Features and Performance
The first generation Eero had a surprisingly good run considering the fact that it had to go against some of the biggest names in the home networking market (it still is quite influential and, so far, the system is still supported by the manufacturer), so even today it is a highly recommended dual-band WiFi system especially for its stability (alongside the Google WiFi). But the market is constantly shifting and new technologies are continuously being developed which meant that the tri-band Eero second generation was a necessity since the demand for better performing networking devices is higher and people have more device in their homes today (that need a WiFi connection) than they had a couple of years back.


The same can be said about Asus which completely skipped the dual-band routers and went straight for the better performing tri-band configuration with the hope that it will successfully challenge the long reign of the Orbi and the Velop. The main technology that both manufacturers decided to implement from the beginning was the necessary mesh tech which allows the nodes to communicate between each other and allow the entire network to function as one big entity (most other WiFi systems went the same road except the Netgear Orbi which, at first, allowed only the main router – satellite communication, but, at a later date, it added support for inter-satellite communication).

The way the mesh tech functions is that it detects all the nodes (the router units) connected to the network and each node tries to find the units from its vicinity in order to create optimized paths for the data based on the signal strength, distance between nodes, number of clients connected to a specific router, the channels available, the least crowded radio bands and so on (all this is done automatically and, usually, the user doesn’t have to adjust any parameter).


Furthermore, the mesh technology also allows new nodes to be added and the network will detect it and evaluate their value, therefore creating new optimized paths for the data to reach its destination sooner and with less interference.

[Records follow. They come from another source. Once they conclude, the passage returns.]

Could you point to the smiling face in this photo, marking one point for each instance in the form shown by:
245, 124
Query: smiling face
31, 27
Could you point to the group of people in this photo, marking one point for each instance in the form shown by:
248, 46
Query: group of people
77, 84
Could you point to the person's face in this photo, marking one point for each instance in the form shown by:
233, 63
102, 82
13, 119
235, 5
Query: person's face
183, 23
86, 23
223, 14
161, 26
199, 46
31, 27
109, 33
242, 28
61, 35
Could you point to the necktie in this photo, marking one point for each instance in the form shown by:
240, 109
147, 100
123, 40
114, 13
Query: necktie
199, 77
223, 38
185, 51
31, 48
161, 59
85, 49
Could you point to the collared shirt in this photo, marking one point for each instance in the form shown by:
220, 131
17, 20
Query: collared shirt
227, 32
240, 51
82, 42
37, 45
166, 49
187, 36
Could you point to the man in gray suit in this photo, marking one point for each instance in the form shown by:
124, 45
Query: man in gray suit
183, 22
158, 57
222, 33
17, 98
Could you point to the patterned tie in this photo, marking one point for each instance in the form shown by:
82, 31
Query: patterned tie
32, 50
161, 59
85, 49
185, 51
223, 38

Lastly, if a node goes offline, a mesh network will automatically try to find new paths for the data by detecting the closest and least crowded node available so the user won’t experience any downtime.

Sure, if implemented properly, the mesh tech is a great tool for any WiFi system but, the real challenge was and still remains the handling of the backhaul traffic and each manufacturer tried to solve this puzzle in its own way. The Netgear Orbi dedicated an entire 5GHz radio band for backhaul, while the Linksys Velop decided to allow the system to dynamically choose one of the three radios based on channel availability, but both of these device had in common the decision to restrict the the clients from connecting to the backhaul dedicated radio band.


Eero 2nd Generation prides itself as a true mesh system so it has left open all three radio bands for both client connection and the backhaul traffic, so it decided to avoid dedicating an entire band for backhaul. The Asus Lyra is one of the strangest WiFi systems because it has allowed a far greater freedom for its users to decide how the system will operate.